Prior to Christmas last year I decided to order several books about Tristan da Cunha. These were titles that I had known about for years yet never did anything about. I left some of them in my shopping cart, unpurchased. With my expenses reduced since I was not hosting a houseful of people over the holidays I decided finally to get them. Why wait any longer? So over the months of January and February individual packages would arrive at my door and while I knew that it was a Tristan book, what I didn’t know was which one. These are my latest Tristan da Cunha book purchases, from the oldest publication date to the newest:
Tristan da Cunha 1506-1902 by J. Brander was written in 1940 and thus two decades before the volcano eruption and evacuation, when a flurry of books suddenly appeared about the island. In spite of the book’s title the final chapter was called “Tristan da Cunha 1902-1939”. Glossy black-and-white illustrations were included, as well as a foldout map of the Tristan archipelago plus a full census taken in 1875, thus prior to the shipwrecked arrival of Andrea Repetto and Gaetano Lavarello (in 1892).
Rock of Exile: A Narrative of Tristan da Cunha by D. M. Booy was written in 1957, just four years prior to the eruption yet after the visit by Prince Philip, Duke of Edinburgh. I have seen many editions of this book for sale and wanted a crisp, unfrayed and vibrant dust jacket. Fifteen pages of photos accompany thirty chapters which deal with island life at that time.
The Glass Island: The Story of Tristan da Cunha by Nancy Hosegood was published in 1964 and depicts the volcano eruption on its cover. The slightest of the three books at 192 pages, it devotes its first half to island history “Before the Volcano” yet from page 103 on to chapters entitled “The Volcano” and “After the Volcano”. Black-and-white photos are included.
The following two books are later imprints which deal with British overseas possessions. The first is The Teatime Islands: Journeys to Britain’s Faraway Outposts by Ben Fogle from 2003. I have an autographed edition:
Fogle was like Simon Winchester in his own travel account Outposts: Journeys to the Surviving Relics of the British Empire, yet limited his travels to overseas islands only: Tristan da Cunha, BIOT, St. Helena, Falkland Islands, Pitcairn Island and Ascension. His generous colour photos showed many Tristanians whom I now know as friends.

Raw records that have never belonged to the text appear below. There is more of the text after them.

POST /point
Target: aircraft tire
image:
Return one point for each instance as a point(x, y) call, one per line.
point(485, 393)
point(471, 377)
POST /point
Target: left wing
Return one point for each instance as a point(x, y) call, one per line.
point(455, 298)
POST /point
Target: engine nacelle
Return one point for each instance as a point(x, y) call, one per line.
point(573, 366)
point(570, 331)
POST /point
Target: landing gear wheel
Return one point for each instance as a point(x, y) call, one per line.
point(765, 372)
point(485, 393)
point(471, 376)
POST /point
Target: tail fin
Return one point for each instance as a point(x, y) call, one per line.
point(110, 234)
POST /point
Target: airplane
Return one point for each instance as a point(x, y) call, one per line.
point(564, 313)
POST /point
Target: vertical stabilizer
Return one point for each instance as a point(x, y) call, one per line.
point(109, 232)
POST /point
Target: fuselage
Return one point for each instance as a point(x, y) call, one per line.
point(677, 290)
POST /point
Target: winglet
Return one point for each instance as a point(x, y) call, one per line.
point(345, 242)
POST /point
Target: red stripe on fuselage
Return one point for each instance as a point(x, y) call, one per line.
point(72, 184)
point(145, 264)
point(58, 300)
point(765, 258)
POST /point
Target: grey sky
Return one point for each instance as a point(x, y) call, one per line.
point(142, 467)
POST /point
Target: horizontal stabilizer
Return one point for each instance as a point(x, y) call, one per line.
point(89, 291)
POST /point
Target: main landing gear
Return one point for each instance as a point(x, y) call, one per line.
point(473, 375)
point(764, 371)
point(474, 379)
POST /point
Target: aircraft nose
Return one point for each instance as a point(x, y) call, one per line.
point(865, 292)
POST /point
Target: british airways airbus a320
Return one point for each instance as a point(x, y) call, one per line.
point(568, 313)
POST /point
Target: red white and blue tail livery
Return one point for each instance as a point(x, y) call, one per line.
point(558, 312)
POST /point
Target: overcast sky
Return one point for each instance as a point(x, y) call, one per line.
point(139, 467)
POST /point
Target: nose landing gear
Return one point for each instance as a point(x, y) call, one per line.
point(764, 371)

On my second visit to Tristan in 2017 I found Cycling Across the South Atlantic: An Oceanic Odyssey with a Bicycle by Simon Levell (2016) in the museum, which is part of the island’s Tourism Centre. There were no copies for sale:
I took note of the publication information inside and wrote to the publisher, but didn’t hear back. While I was managing my E-mailbox last year I discovered my three-year-old correspondence and wrote to the publisher again. This time I received a reply which put me in touch with the author himself. Simon Levell autographed his book of biking tales across the South Atlantic.